I tried the other alternatives in week 3 by swapping the activation functions of the hidden layer for a sigmoid and a ReLU. Both perform horribly. Here is the output of the ReLU version:
Hi @whnr. Your extracurricular experimentation is commendable and great for building insight and understanding. Keep it up.
To be sure that I understand, the nature of your experiment, you wanted to see how the performance (accuracy) would change if you substituted the hyperbolic tangenttanh activation with two alternatives: 'sigmoid, and then 'ReLU.
First, off when changing architectures, one must be mindful of the hyperparameter settings, in this case the learning rate. You want to makes sure that the cost (with respect to the number of iterations) is decreasing, more or less monotonically, to something very close to the minimum in all cases. We need a clean comparison. Let’s assume that you took care of that.
Let’s further assume that your math on the backprop is correct. What is going on here? First, you may have learned why using the sigmoid function in hidden layers is ill-advised. (You can review the “Activation functions” video for a bit more on that.) I agree, the performance on the smaller hidden layers, is abysmal. That said, notice how the sigmoid hidden activation performed with 50 hidden units. Pretty well! But, the tanh NN only required 4 units to get comparable performance! Why does it do so much better? Given that their shapes are qualitatively similar ("S-like), and by implication their gradients, one is led to think about how the actual range of values associated with the two functions is different. How might the presence of negative activations help out?
Now for the ReLU comparison. I am surprised, too. That’s good, so thanks for sharing! It would be nice to see how it did with 50 hidden units as a direct comparison to the sigmoid case! I would only note that the nature of the classification problem here is atypical in that the decision boundary is quite complex and sharply defined. Speculation. That said, my guess is that a deeper network, (e.g. one extra hidden layer) may tilt things more toward a ReLU preferenc.e More speculation. You might want to revisit that question after Week 3.
Thank you for your reply @kenb! Week 4 and the beginning of course 2 already shed more light on the topic of hyperparameter selection / tuning.
On the point of tanh vs sigmoid here is my takeaway:
A sigmoid will always have a positive activation, no matter what Z you put in. It is therefore impossible to have any negative activations. If the gradient decent wants to “turn off” a hidden unit, it would optimize for a very negative Z => gradient is very close to zero. Which will slow down learning
tanh on the other hand can achieve an activation of zero where the gradient is the largest. So it’s easy for gradient decent to invert or completely turn off a hidden unit.
Disadvantage of both vs ReLU is that both functions require significantly more computation than a simple comparison like max(0, z)that a relu requires.
As @kenb says, it is admirable that you are doing this kind of experimentation! You always learn something interesting when you take the course material and try this type of experiment.

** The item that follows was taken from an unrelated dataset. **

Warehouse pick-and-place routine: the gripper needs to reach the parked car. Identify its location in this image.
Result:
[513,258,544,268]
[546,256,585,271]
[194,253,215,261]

That said, I think there is a problem in your backprop logic for the sigmoid case. The derivative of sigmoid is:
A1 * (1 - A1)
Not
sigmoid(A1) * (1 - sigmoid(A1))
I just converted to using sigmoid in the hidden layer and then ran just the standard training with the n = 4 hidden layer and with no other changes or hyperparameter tuning it works almost as well as tanh with 89% accuracy instead of 90%:
I ran the training on all the various layer sizes and with the correct back prop code for sigmoid in the hidden layer, it looks like you hit a “good enough” performance at n = 3. Beyond that it’s just costing you more compute, but is not generating any better performance.
I did ReLU as well and there my results look exactly like yours. The one observation is that on the standard n = 4 case, the learning is really slow. So maybe fiddling with more iterations or a higher learning rate would be worth it, although the LR actually defaults to 1.2 here which is pretty high. But then I just ran 1 - 50 unit test cases with no hyperparameter changes and the n = 50 case actually works pretty well with 85% accuracy:
But the training takes forever. It might be worth a bit more fiddling to see if there’s a sweet spot between n = 20 and n = 50 where we could get good accuracy with reasonable compute cost. The other thing to notice there is that the n = 50 ReLU case actually takes a fundamentally different approach than either sigmoid or tanh at trying to discriminate that cluster of red dots right at the origin. So it looks like maybe it actually does give a qualitatively different solution. Maybe we could get it to do something similar with the blue dots in the upper center of the picture if we gave it even more neurons to work with. Or as @kenb said, maybe the smarter thing would be to try 2 hidden layers. We could probably get much greater complexity with fewer than 50 total neurons. Worth another try after we finish Week 4 and learn how to build the fully general case!
For the ReLu case, I managed to get 87% with 100 hidden neurons and 0.2 learning rate. I cannot get more with either more neurons or more learning rate (actually learning rate larger than 0.3 will lead to “bouncing behavior” and the cost will never converge).
The take home message is that activation functions do have significant impact on training. Although they all contribute non-linearity to the model, they act in distinct ways. Maybe someone familiar with convex optimization will shed more light on this.
Yes, Albert Zhang, you are very true that activation functions do play a significant role in one or the other ways in training a model.
In this course, Prof Ng has tried to use ReLU as an activation function, as it is the most common function used for hidden layers. This is just because, it’s easier to implement and best at overcoming limitations of other activation functions. In the later courses, we come across the implementation of tanH as well.
The activation functions used in the hidden layer is mainly chosen on the basis of the kind of NN architecture. The modern NN with common architecture such as MLP (Multilayer Perceptron) and CNN will generally use ReLU, whereas, RNN will make use of Tanh or sigmoid activations.
The output layer typically uses a different activation function from the hidden layers. It depends on the kind of predictions required by the model. In general principle, either sigmoid or softmax activation functions are used.